Unionsbestrebungen zwischen der georgisch-orthodoxen und der römisch-katholischen Kirche
In Georgien ist seit dem 13. Jahrhundert eine katholische Gemeinde bezeugt, die sowohl im byzantinischen als auch im lateinischen Ritus die Messe feierte, was 1631 durch den Heiligen Stuhl offiziell anerkannt wurde. Im 19. Jahrhundert trat jedoch der lateinische Ritus in den Vordergrund, sodass eine georgischsprachige Liturgie nur noch selten gefeiert wurde.

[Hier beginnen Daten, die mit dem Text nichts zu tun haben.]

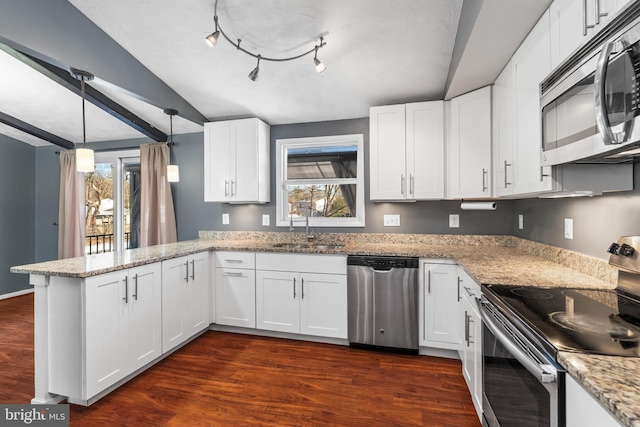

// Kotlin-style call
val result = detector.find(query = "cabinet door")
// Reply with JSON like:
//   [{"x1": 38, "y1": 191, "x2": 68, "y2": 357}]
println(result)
[
  {"x1": 447, "y1": 86, "x2": 492, "y2": 199},
  {"x1": 369, "y1": 104, "x2": 407, "y2": 200},
  {"x1": 85, "y1": 270, "x2": 129, "y2": 399},
  {"x1": 299, "y1": 273, "x2": 348, "y2": 339},
  {"x1": 127, "y1": 263, "x2": 162, "y2": 372},
  {"x1": 566, "y1": 375, "x2": 623, "y2": 427},
  {"x1": 422, "y1": 263, "x2": 461, "y2": 349},
  {"x1": 493, "y1": 63, "x2": 514, "y2": 197},
  {"x1": 215, "y1": 267, "x2": 256, "y2": 328},
  {"x1": 204, "y1": 121, "x2": 232, "y2": 202},
  {"x1": 550, "y1": 0, "x2": 585, "y2": 69},
  {"x1": 232, "y1": 119, "x2": 259, "y2": 202},
  {"x1": 161, "y1": 255, "x2": 189, "y2": 353},
  {"x1": 512, "y1": 10, "x2": 553, "y2": 195},
  {"x1": 256, "y1": 270, "x2": 300, "y2": 333},
  {"x1": 186, "y1": 252, "x2": 210, "y2": 335},
  {"x1": 462, "y1": 291, "x2": 482, "y2": 420},
  {"x1": 407, "y1": 101, "x2": 445, "y2": 199}
]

Mit der Russischen Revolution 1917 und dem Untergang des Zarenreichs erlangte nicht nur Georgien als Staat die Unabhängigkeit von Russland, sondern auch die georgisch-orthodoxe Kirche, die sich aus dem Verband der russischen Orthodoxie löste und zur autokephalen (eigenständigen) Kirche wurde. Auch die Katholiken mussten sich nun neu positionieren. Da bereits in der Vergangenheit von national gesinnten Katholiken eine Union erwogen worden war, wurde ein Dialog mit der georgischen Kirche angestoßen. Eine große Gelegenheit bot der erste Katholikentag, der 1917 in Tiflis abgehalten wurde, bei dem auch Vertreter der Orthodoxie sowie deren Oberhaupt, Katholikos Leonid, teilnahmen. Im Rahmen der verschiedenen Veranstaltungen wurden zwei Forderungen von katholischer Seite deutlich: Einerseits sollte ein Bischofssitz in Tiflis auf georgischem Staatsgebiet errichtet werden, da die Katholiken immer noch zum Jurisdiktionsbereich des Bischofs von Saratow (Südrussland) gehörten. Andererseits forderten national gesinnte Gläubige die Wiederbelebung des georgisch-byzantinischen Ritus, was wiederum ein Moment der Annäherung an die georgisch-orthodoxen Kirche darstellen würde. Trotz einer starken Gruppe, die im lateinischen Ritus verbleiben wollte, wurden Delegierte nach Rom entsandt, um mit den kurialen Stellen über eine Entscheidung zu verhandeln. Pius XI., der eine Annäherung an die Kirchen des Ostens unterstützte, erwies sich als Förderer des Vorhabens. Er ließ einen Bischofssitz in Tiflis errichten und gab die Erlaubnis zur Feier der Liturgie im georgisch-byzantinischen Ritus. Während die Errichtung einer georgischen Hierarchie keine Probleme darstellte, wurde um die Ritusfrage heftig gestritten, da gerade einflussreiche Kreise in einer rituellen Annäherung an die Orthodoxie den Verlust der eigenen katholischen Identität sahen. Der Heilige Stuhl entsandte 1923 zur Regulierung der Neuordnung der kirchlichen Strukturen in Georgien den holländischen Titularerzbischof Adriaan Smets als Apostolischen Visitator.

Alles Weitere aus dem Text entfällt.